Bruno Wolff III wrote:
On Tue, Mar 10, 2009 at 22:55:05 -0500,
  Bruno Wolff III <bruno wolff to> wrote:
On Tue, Mar 10, 2009 at 17:47:04 -0400,
  Todd Denniston <Todd Denniston ssa crane navy mil> wrote:
Bruno Wolff III wrote, On 03/10/2009 05:34 PM:
Repartitioning the raw device would probably work. You would then create
a filesystem on the partition.

No, if you repartition the device, you wipe out the ability for the U3 removal tool to work, but the fake CD remains IIRC.
Maybe I am missing something. If you write over the blocks with the U3
tool, how does it not get erased?

Is this tool located somewhere of than the normal blocks on the device?

I found some info, though it doesn't look like the full details are
publicly known.

The device shows itself as two devices and indicates different types for
each so that one looks like mass storage and the other a cd drive.
It is suspected that nonstandard scsi commands are required to write
to the cd device. Some people have tricked one of the available tools into
loading custom isos into the cd portion of the device.
So it looks like you do need a special tool if you want to have the space
initially reserved for the cd image released for use in the normal part.
Probably theer is some secret scsi command to do this that wouldn't be
too hard to find if someone were serious about figuring it out.
Why anyone would want one of these devices is beyond me.
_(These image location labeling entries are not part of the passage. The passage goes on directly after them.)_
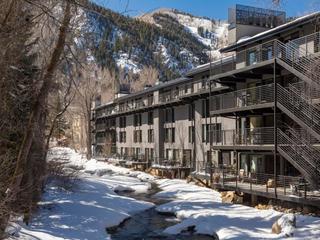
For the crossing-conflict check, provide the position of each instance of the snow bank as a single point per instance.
(90, 208)
(202, 208)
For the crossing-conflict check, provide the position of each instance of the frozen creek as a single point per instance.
(150, 224)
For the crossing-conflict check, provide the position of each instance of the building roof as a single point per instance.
(270, 33)
(206, 67)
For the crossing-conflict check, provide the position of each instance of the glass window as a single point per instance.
(252, 58)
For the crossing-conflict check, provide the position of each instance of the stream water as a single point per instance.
(149, 224)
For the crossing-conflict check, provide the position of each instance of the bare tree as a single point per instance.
(90, 79)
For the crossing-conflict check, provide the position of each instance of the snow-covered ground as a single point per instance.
(93, 205)
(202, 208)
(86, 211)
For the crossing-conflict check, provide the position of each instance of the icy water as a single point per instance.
(149, 224)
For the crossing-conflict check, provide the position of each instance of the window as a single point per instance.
(191, 112)
(205, 108)
(215, 130)
(150, 136)
(169, 115)
(186, 158)
(137, 120)
(269, 52)
(175, 154)
(137, 136)
(150, 100)
(150, 118)
(252, 58)
(191, 134)
(123, 137)
(169, 135)
(123, 122)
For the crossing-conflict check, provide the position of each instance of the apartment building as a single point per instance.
(248, 122)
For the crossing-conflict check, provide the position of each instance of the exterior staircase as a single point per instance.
(301, 154)
(298, 105)
(297, 60)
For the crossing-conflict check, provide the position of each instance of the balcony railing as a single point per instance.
(243, 137)
(100, 140)
(100, 127)
(243, 98)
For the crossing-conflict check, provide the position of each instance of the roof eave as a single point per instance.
(262, 37)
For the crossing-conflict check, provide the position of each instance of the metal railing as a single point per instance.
(303, 156)
(171, 163)
(298, 58)
(247, 136)
(309, 43)
(263, 182)
(306, 91)
(243, 98)
(299, 107)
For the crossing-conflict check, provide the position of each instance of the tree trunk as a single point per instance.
(89, 129)
(39, 107)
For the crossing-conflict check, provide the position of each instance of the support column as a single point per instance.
(210, 134)
(275, 130)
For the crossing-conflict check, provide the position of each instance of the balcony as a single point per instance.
(260, 138)
(100, 127)
(241, 100)
(100, 140)
(170, 96)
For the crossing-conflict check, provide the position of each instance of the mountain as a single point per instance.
(168, 40)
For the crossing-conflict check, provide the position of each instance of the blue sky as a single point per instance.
(217, 9)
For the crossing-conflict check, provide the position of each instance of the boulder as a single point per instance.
(216, 178)
(231, 197)
(276, 228)
(270, 183)
(285, 225)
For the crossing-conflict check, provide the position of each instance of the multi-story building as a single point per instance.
(248, 122)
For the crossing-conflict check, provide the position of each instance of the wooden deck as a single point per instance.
(308, 198)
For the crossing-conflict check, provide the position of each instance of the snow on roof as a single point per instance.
(272, 30)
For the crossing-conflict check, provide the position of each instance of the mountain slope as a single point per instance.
(168, 40)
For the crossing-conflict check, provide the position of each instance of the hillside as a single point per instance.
(167, 40)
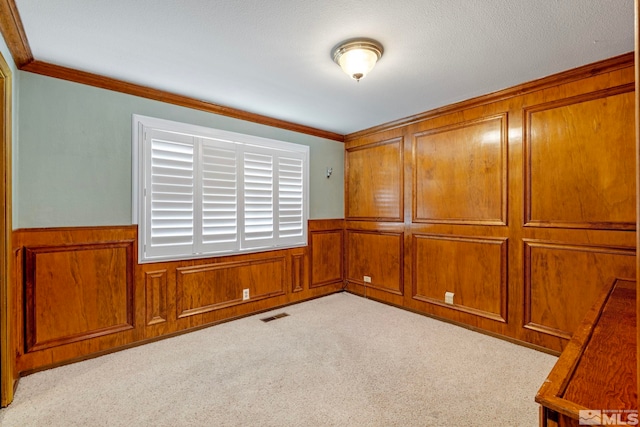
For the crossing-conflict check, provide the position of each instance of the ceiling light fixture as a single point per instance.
(357, 57)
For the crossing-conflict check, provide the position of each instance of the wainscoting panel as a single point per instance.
(209, 287)
(579, 157)
(377, 255)
(548, 162)
(326, 257)
(460, 173)
(79, 292)
(474, 269)
(374, 179)
(76, 292)
(562, 282)
(156, 296)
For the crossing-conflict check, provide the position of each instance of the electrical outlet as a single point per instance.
(448, 297)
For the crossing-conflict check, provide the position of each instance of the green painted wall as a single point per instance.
(73, 163)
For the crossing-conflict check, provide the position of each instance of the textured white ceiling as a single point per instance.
(272, 57)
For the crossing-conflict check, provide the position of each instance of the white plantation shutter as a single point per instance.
(200, 192)
(258, 185)
(219, 196)
(291, 197)
(169, 198)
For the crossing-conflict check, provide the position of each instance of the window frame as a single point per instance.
(141, 212)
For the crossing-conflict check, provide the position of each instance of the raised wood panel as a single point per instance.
(204, 288)
(562, 282)
(326, 257)
(156, 296)
(580, 161)
(297, 273)
(377, 255)
(375, 181)
(460, 173)
(552, 82)
(474, 269)
(77, 292)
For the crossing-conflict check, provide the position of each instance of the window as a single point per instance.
(200, 192)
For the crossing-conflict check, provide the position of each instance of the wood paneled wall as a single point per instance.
(521, 203)
(80, 292)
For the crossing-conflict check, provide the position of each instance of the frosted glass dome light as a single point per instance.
(357, 57)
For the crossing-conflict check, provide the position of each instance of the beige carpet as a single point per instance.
(336, 361)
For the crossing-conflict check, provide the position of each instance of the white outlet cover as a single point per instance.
(448, 297)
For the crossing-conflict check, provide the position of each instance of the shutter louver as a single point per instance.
(219, 196)
(170, 200)
(290, 197)
(258, 196)
(202, 192)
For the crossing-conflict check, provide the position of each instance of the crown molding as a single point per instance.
(617, 62)
(16, 39)
(13, 33)
(96, 80)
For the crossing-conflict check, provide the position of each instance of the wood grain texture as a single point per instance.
(460, 173)
(609, 65)
(8, 376)
(13, 33)
(598, 369)
(599, 87)
(297, 273)
(208, 287)
(90, 79)
(580, 161)
(327, 257)
(474, 269)
(563, 281)
(377, 255)
(156, 296)
(77, 292)
(375, 181)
It's a security
nightmare for both the computer being used (due to autorun being enabled)
and the usb device owner (due to not just running code from the device).
If you own both, there is no reason to have that feature.


I agree with this.

When I had the software removed from one device. The person that was doing it for me had to disconnect most USB devices from his computer. It also wouldn't work with the USB port on his monitor.
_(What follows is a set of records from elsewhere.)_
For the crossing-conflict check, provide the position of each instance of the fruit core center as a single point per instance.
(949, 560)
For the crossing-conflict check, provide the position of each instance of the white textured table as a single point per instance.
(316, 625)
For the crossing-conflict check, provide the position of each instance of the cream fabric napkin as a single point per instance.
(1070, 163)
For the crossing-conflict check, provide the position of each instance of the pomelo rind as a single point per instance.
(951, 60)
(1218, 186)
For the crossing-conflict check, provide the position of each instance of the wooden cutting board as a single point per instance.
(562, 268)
I did some searching at the time and found that there are keylogger tools that will auto install like a trojan onto the U3 partition. Big security risk.

Also, my daughter had her stick with U3 on it for school. The Mac computers would constantly corrupt the data because the dual partitions when unmounting.

Before I asked someone with Windows to remove the U3 code, I tried everything I could find to test this. Even after this, I still needed a Windows box to remove the code.

On the download page for the tool, there was a comment box that I voiced my opinion on.